House after house, I collected flowers from their gardens, making a beautiful bouquet of all colors. Each color was an emotion I had felt ever since the kidnapping. Red for love, and anger. Blue for the sadness that overwhelmed me always. Yellow for the happiness I felt with Leslie. Black for death and sorrow.

But there were no black flowers. And I didn't want there to be for her bouquet.

I didn't care that I was ruining people's gardens. It seemed like I didn't care about much these days. What I did care about was getting revenge, saving Ryan, and getting our lives back to normal. Well at least, as close to normal as possible. There would always be that constant reminder of what happened to Leslie though, that's the problem. I will never be able to forget her. What we experienced for that short time left a mark on me, like a tattoo. I could never get rid of it naturally.

Once I had a handful of elegant flowers, I wrapped a rubber band around the stems to keep them together. One whiff of the flowers was all I needed to to be reminded of Leslie's perfume. I couldn't help myself from crying, because I would never be able to hold her in my arms again.

As a kid of innocence, I had always feared entering a graveyard at night. I felt as if the dead would rise from their graves and eat my brains. Or I would see a ghost looking for their loved ones. Both thoughts scared me to death. But standing here tonight at the entrance, I felt no fear. I felt nothing at all. I stared at the gate, gaining the confidence to climb over it.

I put the flower stems in my mouth and climbed up the gate gently, making sure that I didn't make much noise. Once I got inside the graveyard, I proceeded to her final resting place.

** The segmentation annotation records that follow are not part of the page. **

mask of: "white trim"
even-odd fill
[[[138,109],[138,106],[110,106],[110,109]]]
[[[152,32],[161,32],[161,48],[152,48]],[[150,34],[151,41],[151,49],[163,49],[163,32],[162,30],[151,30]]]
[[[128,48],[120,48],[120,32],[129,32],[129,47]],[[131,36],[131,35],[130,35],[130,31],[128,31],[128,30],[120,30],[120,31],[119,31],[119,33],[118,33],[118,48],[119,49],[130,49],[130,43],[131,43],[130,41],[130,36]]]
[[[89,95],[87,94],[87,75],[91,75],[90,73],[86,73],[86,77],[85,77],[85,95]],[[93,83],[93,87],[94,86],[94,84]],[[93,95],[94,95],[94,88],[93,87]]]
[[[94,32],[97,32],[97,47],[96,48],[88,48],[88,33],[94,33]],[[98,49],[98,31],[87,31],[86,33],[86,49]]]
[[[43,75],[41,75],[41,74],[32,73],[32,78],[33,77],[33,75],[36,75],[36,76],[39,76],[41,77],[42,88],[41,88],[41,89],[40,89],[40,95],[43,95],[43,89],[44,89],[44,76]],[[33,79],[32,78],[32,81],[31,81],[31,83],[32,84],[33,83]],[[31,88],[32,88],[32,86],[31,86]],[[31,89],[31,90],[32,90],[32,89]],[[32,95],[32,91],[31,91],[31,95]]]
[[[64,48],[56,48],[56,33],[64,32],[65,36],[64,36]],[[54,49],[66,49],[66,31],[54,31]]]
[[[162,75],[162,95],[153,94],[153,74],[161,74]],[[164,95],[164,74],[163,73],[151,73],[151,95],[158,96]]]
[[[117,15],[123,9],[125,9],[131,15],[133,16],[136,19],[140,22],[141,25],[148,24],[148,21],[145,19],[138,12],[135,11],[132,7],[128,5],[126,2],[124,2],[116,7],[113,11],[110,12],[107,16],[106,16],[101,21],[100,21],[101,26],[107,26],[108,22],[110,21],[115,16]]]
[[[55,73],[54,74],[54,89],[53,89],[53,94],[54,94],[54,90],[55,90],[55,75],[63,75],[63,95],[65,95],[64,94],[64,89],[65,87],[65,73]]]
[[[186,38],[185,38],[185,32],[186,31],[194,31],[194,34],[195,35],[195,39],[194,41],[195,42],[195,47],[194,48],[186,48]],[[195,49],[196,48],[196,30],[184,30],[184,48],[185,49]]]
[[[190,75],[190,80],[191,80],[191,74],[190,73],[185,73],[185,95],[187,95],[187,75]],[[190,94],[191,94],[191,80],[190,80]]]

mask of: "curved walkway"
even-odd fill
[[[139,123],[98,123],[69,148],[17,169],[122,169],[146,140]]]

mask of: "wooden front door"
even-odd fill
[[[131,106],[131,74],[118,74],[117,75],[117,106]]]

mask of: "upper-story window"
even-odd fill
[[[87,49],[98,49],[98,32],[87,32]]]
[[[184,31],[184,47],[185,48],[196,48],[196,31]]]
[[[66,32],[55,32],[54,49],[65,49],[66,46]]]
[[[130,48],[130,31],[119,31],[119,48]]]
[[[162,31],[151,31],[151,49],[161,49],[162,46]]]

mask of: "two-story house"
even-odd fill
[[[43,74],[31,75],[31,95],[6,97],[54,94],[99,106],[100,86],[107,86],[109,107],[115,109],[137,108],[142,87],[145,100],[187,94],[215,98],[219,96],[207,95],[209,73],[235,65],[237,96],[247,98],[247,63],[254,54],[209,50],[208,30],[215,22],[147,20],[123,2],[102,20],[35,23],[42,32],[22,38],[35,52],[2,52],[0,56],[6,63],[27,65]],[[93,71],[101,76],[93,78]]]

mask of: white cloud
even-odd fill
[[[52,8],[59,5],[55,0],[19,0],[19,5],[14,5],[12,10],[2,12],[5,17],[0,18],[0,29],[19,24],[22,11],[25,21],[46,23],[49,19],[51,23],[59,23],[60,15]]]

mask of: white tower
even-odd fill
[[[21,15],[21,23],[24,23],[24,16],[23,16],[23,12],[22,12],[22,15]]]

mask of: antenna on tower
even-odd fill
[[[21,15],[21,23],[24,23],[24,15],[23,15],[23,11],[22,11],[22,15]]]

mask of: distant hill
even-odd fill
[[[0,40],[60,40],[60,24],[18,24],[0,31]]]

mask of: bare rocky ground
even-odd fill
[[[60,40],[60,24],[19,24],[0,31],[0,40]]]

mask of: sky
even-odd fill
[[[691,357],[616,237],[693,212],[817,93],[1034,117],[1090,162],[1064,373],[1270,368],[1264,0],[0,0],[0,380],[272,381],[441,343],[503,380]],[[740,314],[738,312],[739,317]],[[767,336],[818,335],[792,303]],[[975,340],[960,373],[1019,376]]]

I stood just to the side of her grave. Looking down, I imagined her in a bed with a gorgeous white dress on, hands over her chest as she breathed calmly, her stomach lifting up and down to her gentle breaths. I fantasized this because it was peaceful. She was no longer missing limbs, she was no longer dead. She was just her fascinating old self. When she would awake, I would be there to move the hair out of her eyes and feed her breakfast in bed...

What am I doing. She's gone. Brendon, she's dead. Christopher killed her, and you were going to kill Christopher for that. You were going to kill him for ruining everyone's lives. Yeah.

I laid the bouquet that I had made for her on the ground over her grave. I waited for a second, as if she would reach her hand up to grab it and smell it, smiling. But that wasn't going to happen either. My fantasies from my childhood would never come true, not even for this very moment that I needed it the most.

Where ever Leslie is now, I knew she was watching. I knew I had to continue living for her. She was free now, nobody would ever cause her pain or sadness anymore. But she was indefinitely pressed into my house of memories.

I just wanted to pretend that she was really here right now. So I began praying for it. "Leslie, please give me the strength to do what is right. And please protect me while I do so. I love you to the moon and back. I would do anything to have you here with me right now. I hope that where you are now, it makes you happy, because that's all I ever wanted for you." Then I placed a stone on top of her grave before turning my back to it. I would probably never be able to return without losing it at the sight of her grave. Something that shouldn't be there.

Tomorrow would be a whole new day, another heart wrenching, soul breaking nightmare. I wasn't prepared for what I had to do. Killing somebody, anybody, it would never come naturally to a wimpy nerd kid like me. I would train. But first I had to get a weapon.

I whipped off the hot tears that were streaming down my face, the tips of my mouth curled into a smile, and my eye might have twitched just a bit after imaging the death of somebody Christopher loves.